T Nation

Law School?

I am thinking about law school. I want to go to school in the mountain west so University of Denver, CU-Boulder and Wyoming are my top choices thus far.

If there is any advice current lawyers, or anyone knowledgable on the subject, can give me for admission to law school, it would be much appreciated.

Some info on myself:

I am currently a senior political science major at a top-30 liberal arts college. I am taking the lsat’s december 2nd. I am in a prepcourse looking to score in the mid-160s hopefully (the highest ive scored in a practice exam is 164.)My GPA is mediocre (3.2) but all of my lower grades were when I was an underclassmen.

Thanks alot.

[quote]chrisr wrote:
My GPA is mediocre (3.2) but all of my lower grades were when I was an underclassmen. [/quote]
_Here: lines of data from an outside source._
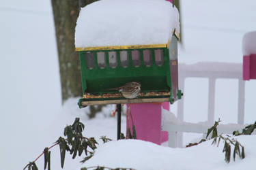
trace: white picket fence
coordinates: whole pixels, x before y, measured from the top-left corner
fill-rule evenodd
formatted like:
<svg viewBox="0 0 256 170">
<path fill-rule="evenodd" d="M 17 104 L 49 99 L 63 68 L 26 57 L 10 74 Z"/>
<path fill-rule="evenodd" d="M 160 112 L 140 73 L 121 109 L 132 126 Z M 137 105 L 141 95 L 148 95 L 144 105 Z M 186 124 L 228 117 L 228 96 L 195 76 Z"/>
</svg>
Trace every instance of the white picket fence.
<svg viewBox="0 0 256 170">
<path fill-rule="evenodd" d="M 204 124 L 188 123 L 184 121 L 184 101 L 186 95 L 177 103 L 177 118 L 180 122 L 169 122 L 162 124 L 163 131 L 169 132 L 169 146 L 182 147 L 182 133 L 204 133 L 213 125 L 214 118 L 215 84 L 216 79 L 238 80 L 238 122 L 236 124 L 224 124 L 218 126 L 218 131 L 223 133 L 231 133 L 241 131 L 244 121 L 244 88 L 242 80 L 242 65 L 226 63 L 199 63 L 194 65 L 179 64 L 179 88 L 184 89 L 187 78 L 205 78 L 209 80 L 208 122 Z"/>
</svg>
You’ll hear a lot of stuff like “Don’t do it.” You won’t listen to that advice (though you heed it), so here’s all you need to know:

  1. Max out the LSAT. With your grades, a 164 is NOT even close to being good enough. It doesn’t matter that your grades have an “upward trend.” Schools care about the overall GPA, as that affects the USNews rankins. If you have a high LSAT score, they’ll worry less about the GPA.

  2. Go to a top-ranked law school (as measured by USNews), or don’t go at all. It’s a tough job market, and people from lesser law schools are having a terrible time finding jobs. If you go to a lower-ranked school, you will likely have a miserable life in the law.

There are a few books out there like law school confidential etc., which are worth the read. Like the other responder said, it is difficult to get a good job. I live with 3 law students in D.C., and they are all doing very well and will almost certainly have jobs making in the $125,000 to $145,000 range starting out. That being said, they go to a top-tier school and managed to get in the top 25% of their class and also have other activities.

Do your research and take this decision very seriously.

What do you consider a top-ranked law school? (10, 25, 50)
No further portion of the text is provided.